Ebü Dâvud, Eşribe 15, (3721).

KAPLARIN AĞZINDAN İÇMEK

SU KABININ AĞZINDAN İÇMEYİ YASAKLAYAN HADİSLER

2224 - Ebü Saîd (radıyallâhu anh) anlatıyor: "Resülullah (âleyhissalâtu vesselâm) su kaplarının ağzından içmek için ağızlarının dışa kıvrılmalarını yasakladı."

Buhârî, Eşribe 23, Müslim, Eşribe 111, (2Q23); Ebü Dâvud, Eşribe 15, (3720); Tirmizî, Eşribe 17, (1891).

İÇERKEN NEFES ALIP VERMEK

2225 - İbnu Abbas (radıyallâhu anhüm ) anlatıyor: "Resülullah (âleyhissâlâtu vesselâm) buyurdular ki: "Suyu deve gibi bir solukta içmeyin. İki-üç solukta (dinlene dinlene) için. Su içerken besmele çekin. Bitirince de Allâh'a hamdedin."

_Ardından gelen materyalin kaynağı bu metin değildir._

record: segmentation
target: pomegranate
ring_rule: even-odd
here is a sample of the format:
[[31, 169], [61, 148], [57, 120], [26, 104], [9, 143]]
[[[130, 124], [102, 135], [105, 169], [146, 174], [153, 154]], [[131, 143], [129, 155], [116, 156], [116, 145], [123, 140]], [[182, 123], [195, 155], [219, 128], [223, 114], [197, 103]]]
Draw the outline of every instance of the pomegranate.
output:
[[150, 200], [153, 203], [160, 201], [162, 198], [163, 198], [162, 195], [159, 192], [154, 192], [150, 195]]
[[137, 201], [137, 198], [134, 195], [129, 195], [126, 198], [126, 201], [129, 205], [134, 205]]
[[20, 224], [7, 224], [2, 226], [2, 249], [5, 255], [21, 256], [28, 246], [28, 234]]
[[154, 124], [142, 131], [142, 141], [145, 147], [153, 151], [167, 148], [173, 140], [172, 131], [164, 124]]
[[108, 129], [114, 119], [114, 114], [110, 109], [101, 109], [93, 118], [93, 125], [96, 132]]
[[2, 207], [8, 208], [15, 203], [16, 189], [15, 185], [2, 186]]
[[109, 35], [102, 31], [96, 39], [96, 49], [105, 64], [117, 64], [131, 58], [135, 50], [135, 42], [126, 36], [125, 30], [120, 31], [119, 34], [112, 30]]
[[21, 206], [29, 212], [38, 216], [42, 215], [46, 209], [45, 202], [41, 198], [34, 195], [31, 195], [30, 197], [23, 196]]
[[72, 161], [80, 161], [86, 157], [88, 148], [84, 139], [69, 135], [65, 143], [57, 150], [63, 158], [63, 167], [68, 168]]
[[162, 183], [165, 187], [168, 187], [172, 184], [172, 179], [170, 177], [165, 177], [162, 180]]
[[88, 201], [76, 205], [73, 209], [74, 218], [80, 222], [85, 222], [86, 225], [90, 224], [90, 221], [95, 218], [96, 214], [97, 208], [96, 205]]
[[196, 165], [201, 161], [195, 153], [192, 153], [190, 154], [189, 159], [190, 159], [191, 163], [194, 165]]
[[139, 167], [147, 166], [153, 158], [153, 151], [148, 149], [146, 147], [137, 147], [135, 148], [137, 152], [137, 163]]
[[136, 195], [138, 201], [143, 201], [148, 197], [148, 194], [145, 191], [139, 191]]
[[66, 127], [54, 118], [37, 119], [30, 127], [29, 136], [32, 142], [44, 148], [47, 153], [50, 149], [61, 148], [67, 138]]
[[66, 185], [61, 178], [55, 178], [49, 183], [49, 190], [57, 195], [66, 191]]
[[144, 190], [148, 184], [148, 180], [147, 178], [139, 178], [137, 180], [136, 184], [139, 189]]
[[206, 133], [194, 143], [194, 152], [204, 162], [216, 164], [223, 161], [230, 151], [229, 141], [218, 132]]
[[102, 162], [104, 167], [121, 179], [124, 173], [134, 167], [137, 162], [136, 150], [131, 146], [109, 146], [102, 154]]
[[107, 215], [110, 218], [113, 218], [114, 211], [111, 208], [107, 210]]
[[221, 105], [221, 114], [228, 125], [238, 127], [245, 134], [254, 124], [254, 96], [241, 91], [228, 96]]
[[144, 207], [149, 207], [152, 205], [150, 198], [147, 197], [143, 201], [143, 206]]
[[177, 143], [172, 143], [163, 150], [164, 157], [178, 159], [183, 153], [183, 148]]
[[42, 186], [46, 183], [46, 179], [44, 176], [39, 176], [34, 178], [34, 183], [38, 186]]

Tirmizî, Eşribe 13, (1886).

2226 - Hz. Enes'ten Nesâî dışındaki imamların rivâyetine göre: "Resülullah (aleyhissalâtu vesselâm), suyu üç solukta içerdi."

Müslim ve Tirmizi'nin rivâyetlerinde şu ziyade var: "Resülullah (üç solukta içer, böyle içmenin) daha doyurucu, (hastalıklara karşı) daha koruyucu ve daha afiyetli olduğunu söylerdi."

Buhârî, Eşribe 26; Müslim, Eşribe 121, (2028); Tirmizî, Eşribe 13, (1885); Ebü Dâvud, Eşribe 19, (3727).

2227 - Ebü Katâde (radıyallâhu anh) anlatıyor: "Resülullah (aleyhissalâtu vesselâm) buyurdular ki: "Biriniz su içerken su kabına nefes etmesin."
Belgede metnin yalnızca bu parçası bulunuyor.